Downloader Class

A Downloader will download images with information from the list of ImageInfo.

You can import Downloader from image_crawler_utils.

class image_crawler_utils.Downloader(image_info_list, crawler_settings=<image_crawler_utils.classes.crawler_settings.CrawlerSettings object>, store_path='./', image_info_filter=True, cookies=Cookies(cookies_nodriver=None, cookies_selenium=[], cookies_dict={}, cookies_string=''))[source]

Bases: object

Downloading images using threading method.

Parameters:
  • crawler_settings (image_crawler_utils.CrawlerSettings) – The CrawlerSettings used in this Downloader.

  • image_info_list (image_crawler_utils.ImageInfo) – A list of ImageInfo.

  • store_path (str) –

    Path to store images, or a list of storage paths respectively for every image.

    • Default is the current working directory.

    • If it set to an iterable list, then its length should be the same as image_info_list.

  • image_info_filter (callable, bool) –

    A callable function used to filter the images in the list of ImageInfo.

    • The function of image_info_filter should only accept 1 argument of ImageInfo type and returns True (download this image) or False (do not download this image), like:

      def filter_func(image_info: ImageInfo) -> bool:
          # Meet the conditions
          return True
          # Do not meet the conditions
          return False
      
    • If the function have other parameters, use lambda to exclude other parameters:

      image_info_filter=lambda info: filter_func(info, param1, param2, ...)
      
    • If you want to download all images in the ImageInfo list, set image_info_filter to True.

    • TIPS: If you want to search images with complex restrictions that the image station sites may not support (e.g. Images with many keywords and restrictions on the ratio between width and height), you can simplify the query with some keywords to get all images with Parsers, and filter them with your custom image_info_filter function.

  • cookies (image_crawler_utils.Cookies, str, dict, list, None) –

    Cookies used to access images from a website.

    • None means no cookies and works the same as Cookies().

    • Leave this parameter blank works the same as None / Cookies().

    • TIPS: You can add corresponding cookies to Downloader if there are URLs of images only accessible with an account. For example, if you have saved Pixiv and Twitter / X cookies respectively in Pixiv_cookies.json and Twitter_cookies.json, then you can use cookies=Cookies.load_from_json("Pixiv_cookies.json") + Cookies.load_from_json("Twitter_cookies.json") to add both cookies to the Downloader.

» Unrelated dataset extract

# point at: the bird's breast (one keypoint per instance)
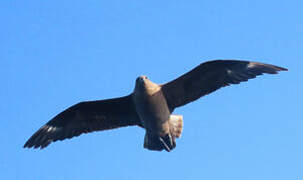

classmethod load_from_pkl(pkl_file, log=<image_crawler_utils.log.Log object>)[source]

Load parser from .pkl file.

Parameters:
Returns:

A CrawlerSettings class loaded from pkl file, or None if failed.

Return type:

CrawlerSettings

display_all_configs()[source]

Display all config info. Dataclasses will be displayed in a neater way.

run()[source]

Run the Threading Downloader Object.

Returns:

(Total size of image downloaded, Succeeded ImageInfo list, Failed ImageInfo list, Skipped ImageInfo list)

  • Total size of image downloaded: An int denoting the total size (in bytes) of images downloaded.

  • Succeeded ImageInfo list: A list of ImageInfo containing successfully downloaded images.

  • Failed ImageInfo list: A list of ImageInfo containing images failed to be downloaded.

  • Skipped ImageInfo list: A list of ImageInfo containing images skipped.

    • Images filtered out by image_info_filter, not downloaded due to the restriction of image_num in image_crawler_utils.CrawlerSettings, and skipped due to such images already exist when overwrite_images in DownloadConfig is set to False will be classified to this list.

Return type:

tuple[int, list[ImageInfo], list[ImageInfo], list[ImageInfo]]

save_to_pkl(pkl_file)[source]

Save the Downloader with settings in a pkl file.

Parameters:
  • path (str) – Path to save the pkl file. Default is saving to the current path.

  • pkl_file (str, None) – Name of the pkl file. (Suffix is optional.)

Returns:

(Saved file name, Absolute path of the saved file), or None if failed.

Return type:

tuple[str, str] | None

Examples of Downloader

Mostly, you only need to run:

downloader = Downloader(
    crawler_settings=defined_CrawlerSettings
    image_info_list=list_of_ImageInfo
    # Set other parameters
)
downloader.run()

If you want to collect successfully downloaded list of images or list of images failed to be downloaded, you can use Downloader like:

download_traffic, succeeded_list, failed_list, skipped_list = downloader.run()

succeeded_list, failed_list and skipped_list can be saved or loaded with image_crawler_utils.save_image_infos() or image_crawler_utils.load_image_infos() for future uses.